Two guards, irritated by
the oaths and raillery of the workingmen, examined all who entered
the gate, handling them roughly and swearing at them. A policeman
and a thin-legged man with a red face and alert eyes stood at one
side. The mother, shifting the rod resting on her shoulders, with a
pail suspended from either end of it, watched the man from the
corner of her eye. She divined that he was a spy.
A tall, curly-headed fellow with his hat thrown back over his neck,
cried to the guardsmen who searched him:
"Search the head and not the pockets, you devils!"
"There is nothing but lice on your head," retorted one of the guardsmen.
"Catching lice is an occupation more suited to you than hunting
human game!" rejoined the workman. The spy scanned him with a
rapid glance.
"Will you let me in?" asked the mother. "See, I'm bent double with
my heavy load. My back is almost breaking."
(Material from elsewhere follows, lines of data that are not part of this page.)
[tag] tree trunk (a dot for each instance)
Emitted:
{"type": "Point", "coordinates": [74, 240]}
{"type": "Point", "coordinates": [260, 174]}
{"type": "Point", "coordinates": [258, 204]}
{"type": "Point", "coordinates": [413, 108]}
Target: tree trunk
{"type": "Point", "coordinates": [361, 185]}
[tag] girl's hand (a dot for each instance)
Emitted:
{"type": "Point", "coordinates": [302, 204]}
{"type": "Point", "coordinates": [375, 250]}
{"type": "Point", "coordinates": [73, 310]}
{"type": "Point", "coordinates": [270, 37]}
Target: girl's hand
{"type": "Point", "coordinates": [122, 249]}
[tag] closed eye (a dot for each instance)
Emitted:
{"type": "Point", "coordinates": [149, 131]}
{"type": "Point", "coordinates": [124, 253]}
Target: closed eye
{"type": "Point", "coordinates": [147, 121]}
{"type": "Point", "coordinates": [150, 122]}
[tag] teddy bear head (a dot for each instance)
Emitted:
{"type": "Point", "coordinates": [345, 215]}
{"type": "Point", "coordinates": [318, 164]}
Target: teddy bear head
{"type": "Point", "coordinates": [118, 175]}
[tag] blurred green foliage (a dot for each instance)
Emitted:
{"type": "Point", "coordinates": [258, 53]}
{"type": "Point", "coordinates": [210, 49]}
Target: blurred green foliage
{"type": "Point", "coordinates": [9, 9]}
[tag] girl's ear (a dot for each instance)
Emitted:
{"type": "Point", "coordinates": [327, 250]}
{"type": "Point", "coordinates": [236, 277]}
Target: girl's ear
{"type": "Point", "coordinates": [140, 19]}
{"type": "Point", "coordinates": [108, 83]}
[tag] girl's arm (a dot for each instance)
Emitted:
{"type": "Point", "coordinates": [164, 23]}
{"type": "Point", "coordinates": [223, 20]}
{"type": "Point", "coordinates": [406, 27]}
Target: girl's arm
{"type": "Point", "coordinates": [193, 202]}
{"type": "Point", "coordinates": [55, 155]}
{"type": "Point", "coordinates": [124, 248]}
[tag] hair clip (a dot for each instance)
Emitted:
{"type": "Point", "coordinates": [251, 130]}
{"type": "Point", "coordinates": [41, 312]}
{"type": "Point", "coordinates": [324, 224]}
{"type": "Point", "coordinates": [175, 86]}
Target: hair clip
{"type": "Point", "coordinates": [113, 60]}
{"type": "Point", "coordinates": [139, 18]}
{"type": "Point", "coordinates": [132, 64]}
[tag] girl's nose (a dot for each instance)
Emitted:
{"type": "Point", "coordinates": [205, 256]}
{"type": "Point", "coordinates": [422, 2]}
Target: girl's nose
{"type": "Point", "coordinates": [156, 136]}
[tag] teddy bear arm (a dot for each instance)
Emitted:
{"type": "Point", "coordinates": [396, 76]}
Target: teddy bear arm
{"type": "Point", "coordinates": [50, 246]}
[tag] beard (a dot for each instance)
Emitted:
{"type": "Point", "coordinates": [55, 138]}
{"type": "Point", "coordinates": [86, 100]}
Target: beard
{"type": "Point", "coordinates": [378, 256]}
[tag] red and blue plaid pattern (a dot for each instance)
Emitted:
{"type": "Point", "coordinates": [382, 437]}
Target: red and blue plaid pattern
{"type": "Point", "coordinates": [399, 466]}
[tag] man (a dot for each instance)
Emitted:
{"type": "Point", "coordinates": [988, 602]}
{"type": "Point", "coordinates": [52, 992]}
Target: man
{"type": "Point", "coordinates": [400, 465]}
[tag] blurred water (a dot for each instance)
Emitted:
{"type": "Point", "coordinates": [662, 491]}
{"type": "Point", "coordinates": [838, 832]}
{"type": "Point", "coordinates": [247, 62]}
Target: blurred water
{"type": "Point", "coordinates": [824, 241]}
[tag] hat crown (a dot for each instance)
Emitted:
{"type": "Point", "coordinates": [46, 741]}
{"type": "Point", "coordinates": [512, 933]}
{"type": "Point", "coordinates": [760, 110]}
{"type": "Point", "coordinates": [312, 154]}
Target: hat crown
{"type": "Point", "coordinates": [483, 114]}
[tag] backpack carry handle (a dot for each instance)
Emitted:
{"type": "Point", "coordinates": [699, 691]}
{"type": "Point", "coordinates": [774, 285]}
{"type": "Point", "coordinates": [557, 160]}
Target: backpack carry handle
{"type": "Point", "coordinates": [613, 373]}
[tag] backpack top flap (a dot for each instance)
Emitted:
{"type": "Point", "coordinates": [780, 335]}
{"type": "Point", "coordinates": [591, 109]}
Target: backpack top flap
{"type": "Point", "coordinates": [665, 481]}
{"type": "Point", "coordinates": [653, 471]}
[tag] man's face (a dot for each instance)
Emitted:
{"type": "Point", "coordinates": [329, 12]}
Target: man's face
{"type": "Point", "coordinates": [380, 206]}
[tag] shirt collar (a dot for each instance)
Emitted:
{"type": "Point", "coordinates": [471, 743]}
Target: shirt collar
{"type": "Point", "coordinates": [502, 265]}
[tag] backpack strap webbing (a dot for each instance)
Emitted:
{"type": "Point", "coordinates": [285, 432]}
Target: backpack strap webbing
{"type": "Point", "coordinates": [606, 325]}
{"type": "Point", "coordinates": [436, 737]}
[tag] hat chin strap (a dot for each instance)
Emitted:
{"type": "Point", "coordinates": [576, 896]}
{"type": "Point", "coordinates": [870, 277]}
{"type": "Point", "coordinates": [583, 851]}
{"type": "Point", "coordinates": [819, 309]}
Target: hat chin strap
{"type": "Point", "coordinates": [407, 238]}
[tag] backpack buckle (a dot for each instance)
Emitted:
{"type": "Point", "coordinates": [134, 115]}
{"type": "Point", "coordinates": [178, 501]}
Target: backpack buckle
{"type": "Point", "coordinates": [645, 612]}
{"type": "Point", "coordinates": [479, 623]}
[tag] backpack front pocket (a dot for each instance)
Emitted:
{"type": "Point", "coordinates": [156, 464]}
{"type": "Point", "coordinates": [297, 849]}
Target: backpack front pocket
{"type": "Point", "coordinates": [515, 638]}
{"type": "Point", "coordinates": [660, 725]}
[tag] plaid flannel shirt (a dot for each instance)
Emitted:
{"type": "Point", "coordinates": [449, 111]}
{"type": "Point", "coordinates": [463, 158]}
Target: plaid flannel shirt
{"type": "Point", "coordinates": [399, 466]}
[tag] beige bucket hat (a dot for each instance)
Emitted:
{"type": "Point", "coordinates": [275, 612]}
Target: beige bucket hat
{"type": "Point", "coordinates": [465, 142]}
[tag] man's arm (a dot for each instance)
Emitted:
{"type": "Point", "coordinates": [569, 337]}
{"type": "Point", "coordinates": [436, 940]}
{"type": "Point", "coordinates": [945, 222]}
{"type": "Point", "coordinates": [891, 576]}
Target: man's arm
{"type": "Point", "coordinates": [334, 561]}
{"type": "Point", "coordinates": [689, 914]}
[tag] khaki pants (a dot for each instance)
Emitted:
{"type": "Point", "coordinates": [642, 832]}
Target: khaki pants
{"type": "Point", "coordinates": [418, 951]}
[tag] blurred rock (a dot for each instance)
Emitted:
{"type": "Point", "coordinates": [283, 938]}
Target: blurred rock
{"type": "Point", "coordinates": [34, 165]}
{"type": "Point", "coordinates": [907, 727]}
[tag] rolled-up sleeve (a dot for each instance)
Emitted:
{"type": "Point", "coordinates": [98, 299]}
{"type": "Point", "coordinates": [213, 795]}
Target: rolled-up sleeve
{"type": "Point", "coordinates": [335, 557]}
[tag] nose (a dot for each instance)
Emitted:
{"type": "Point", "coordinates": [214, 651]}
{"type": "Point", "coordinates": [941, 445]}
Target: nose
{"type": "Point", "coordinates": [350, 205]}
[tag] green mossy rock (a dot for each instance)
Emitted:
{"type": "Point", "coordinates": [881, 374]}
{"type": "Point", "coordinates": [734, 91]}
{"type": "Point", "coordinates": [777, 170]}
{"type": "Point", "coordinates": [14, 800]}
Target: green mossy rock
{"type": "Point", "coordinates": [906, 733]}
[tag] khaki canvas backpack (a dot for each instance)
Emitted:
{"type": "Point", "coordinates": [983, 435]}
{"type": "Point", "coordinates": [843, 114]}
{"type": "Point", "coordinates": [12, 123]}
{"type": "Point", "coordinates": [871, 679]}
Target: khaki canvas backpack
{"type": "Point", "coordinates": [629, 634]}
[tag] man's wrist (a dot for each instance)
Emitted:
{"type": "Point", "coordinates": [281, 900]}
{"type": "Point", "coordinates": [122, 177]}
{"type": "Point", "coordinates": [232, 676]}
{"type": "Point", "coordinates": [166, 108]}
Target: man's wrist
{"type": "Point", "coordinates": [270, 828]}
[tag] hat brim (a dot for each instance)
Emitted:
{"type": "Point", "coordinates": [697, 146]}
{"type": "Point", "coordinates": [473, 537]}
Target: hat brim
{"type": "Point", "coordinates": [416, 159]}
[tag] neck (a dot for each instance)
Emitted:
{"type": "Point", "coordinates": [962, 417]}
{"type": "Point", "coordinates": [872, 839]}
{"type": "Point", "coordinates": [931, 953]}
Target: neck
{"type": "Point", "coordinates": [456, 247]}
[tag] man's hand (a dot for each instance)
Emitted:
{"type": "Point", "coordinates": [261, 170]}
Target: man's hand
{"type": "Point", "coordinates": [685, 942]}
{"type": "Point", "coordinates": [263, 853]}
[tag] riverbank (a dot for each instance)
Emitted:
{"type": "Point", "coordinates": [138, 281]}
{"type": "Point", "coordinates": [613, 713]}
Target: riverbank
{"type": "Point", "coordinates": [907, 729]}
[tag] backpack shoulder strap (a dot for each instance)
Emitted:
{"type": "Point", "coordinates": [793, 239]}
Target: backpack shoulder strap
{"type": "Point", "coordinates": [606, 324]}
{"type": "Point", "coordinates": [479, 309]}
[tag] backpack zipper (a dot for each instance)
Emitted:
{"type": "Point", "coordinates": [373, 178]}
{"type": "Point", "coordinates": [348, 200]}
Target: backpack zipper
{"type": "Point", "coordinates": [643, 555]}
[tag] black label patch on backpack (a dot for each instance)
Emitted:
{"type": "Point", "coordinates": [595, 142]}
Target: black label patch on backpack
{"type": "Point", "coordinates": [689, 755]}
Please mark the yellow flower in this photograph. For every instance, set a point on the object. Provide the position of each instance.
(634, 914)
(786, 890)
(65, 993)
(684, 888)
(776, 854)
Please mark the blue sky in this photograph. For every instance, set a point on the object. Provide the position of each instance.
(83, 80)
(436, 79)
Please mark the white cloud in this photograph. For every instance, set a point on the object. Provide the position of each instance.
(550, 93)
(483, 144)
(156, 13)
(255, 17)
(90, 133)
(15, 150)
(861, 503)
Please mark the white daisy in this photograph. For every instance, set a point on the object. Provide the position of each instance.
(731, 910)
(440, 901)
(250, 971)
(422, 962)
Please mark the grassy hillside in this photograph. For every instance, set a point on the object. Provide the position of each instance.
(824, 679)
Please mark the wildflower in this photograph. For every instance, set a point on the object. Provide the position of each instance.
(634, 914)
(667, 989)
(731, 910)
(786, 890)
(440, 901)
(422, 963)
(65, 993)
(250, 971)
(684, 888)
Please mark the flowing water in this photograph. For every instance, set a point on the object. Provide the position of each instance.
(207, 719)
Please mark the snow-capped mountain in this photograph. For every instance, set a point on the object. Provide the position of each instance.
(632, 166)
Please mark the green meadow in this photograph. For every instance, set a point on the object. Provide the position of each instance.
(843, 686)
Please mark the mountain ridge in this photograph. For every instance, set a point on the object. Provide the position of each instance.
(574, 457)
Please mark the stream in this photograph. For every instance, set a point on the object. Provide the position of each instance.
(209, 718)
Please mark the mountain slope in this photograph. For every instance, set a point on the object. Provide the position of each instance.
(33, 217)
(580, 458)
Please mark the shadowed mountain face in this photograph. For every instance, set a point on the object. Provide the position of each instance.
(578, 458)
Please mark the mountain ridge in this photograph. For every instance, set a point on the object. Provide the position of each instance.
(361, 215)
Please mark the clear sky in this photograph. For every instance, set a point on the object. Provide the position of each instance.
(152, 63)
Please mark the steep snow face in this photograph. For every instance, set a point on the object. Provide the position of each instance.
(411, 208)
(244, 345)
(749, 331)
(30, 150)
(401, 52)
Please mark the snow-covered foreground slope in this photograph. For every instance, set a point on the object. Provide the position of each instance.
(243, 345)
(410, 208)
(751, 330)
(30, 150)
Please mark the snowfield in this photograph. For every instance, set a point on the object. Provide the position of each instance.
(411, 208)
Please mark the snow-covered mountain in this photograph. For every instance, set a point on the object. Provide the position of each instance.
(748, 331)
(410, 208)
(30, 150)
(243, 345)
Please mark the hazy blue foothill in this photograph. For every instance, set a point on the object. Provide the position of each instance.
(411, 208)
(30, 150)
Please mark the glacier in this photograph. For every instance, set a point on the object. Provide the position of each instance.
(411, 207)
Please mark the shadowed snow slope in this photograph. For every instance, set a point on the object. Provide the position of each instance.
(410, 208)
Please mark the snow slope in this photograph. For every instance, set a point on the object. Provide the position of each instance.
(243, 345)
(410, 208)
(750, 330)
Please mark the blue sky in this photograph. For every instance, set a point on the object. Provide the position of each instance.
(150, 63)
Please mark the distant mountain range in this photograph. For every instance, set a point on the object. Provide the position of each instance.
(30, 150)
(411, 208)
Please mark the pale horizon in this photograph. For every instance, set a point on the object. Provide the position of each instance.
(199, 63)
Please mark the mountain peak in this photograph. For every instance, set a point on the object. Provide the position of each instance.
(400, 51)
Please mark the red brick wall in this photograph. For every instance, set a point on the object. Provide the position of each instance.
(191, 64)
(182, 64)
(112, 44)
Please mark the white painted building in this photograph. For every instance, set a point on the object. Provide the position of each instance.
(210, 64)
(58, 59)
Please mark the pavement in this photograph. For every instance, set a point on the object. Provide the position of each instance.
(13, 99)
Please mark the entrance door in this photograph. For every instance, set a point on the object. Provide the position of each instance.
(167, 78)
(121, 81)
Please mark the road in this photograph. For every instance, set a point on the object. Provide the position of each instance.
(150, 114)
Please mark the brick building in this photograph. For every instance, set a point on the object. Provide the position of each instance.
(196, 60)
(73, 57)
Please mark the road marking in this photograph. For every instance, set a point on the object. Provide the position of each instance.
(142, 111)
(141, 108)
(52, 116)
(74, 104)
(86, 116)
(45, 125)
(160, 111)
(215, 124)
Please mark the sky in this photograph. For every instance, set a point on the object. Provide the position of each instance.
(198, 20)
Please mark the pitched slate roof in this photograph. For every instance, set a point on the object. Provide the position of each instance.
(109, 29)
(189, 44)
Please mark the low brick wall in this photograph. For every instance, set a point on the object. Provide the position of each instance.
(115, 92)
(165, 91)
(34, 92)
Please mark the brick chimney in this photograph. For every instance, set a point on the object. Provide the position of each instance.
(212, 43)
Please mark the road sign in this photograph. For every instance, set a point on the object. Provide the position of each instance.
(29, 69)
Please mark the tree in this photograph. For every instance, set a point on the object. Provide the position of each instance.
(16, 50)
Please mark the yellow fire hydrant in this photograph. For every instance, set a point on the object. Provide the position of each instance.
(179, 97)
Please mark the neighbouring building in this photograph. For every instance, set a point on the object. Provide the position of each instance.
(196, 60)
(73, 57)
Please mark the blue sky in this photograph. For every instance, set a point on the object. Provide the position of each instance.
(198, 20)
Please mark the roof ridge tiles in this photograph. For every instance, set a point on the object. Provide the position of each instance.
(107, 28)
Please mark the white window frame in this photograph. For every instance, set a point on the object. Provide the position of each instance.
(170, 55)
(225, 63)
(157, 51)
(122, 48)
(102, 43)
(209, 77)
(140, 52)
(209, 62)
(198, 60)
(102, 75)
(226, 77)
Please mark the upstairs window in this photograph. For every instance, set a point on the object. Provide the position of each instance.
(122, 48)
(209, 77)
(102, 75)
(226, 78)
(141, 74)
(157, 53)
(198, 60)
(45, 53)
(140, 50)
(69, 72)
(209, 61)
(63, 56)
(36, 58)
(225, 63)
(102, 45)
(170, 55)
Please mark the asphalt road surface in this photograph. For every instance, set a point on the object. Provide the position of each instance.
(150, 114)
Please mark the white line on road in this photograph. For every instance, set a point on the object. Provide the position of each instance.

"Go in! Go in!" cried the guard sullenly. "She comes with
arguments, too."
The mother walked to her place, set her pails on the ground, and
wiping the perspiration from her face looked around her.
The Gusev brothers, the locksmiths, instantly came up to her, and
the older of them, Vasily, asked aloud, knitting his eyebrows:
"Got any pirogs?"
"I'll bring them to-morrow," she answered.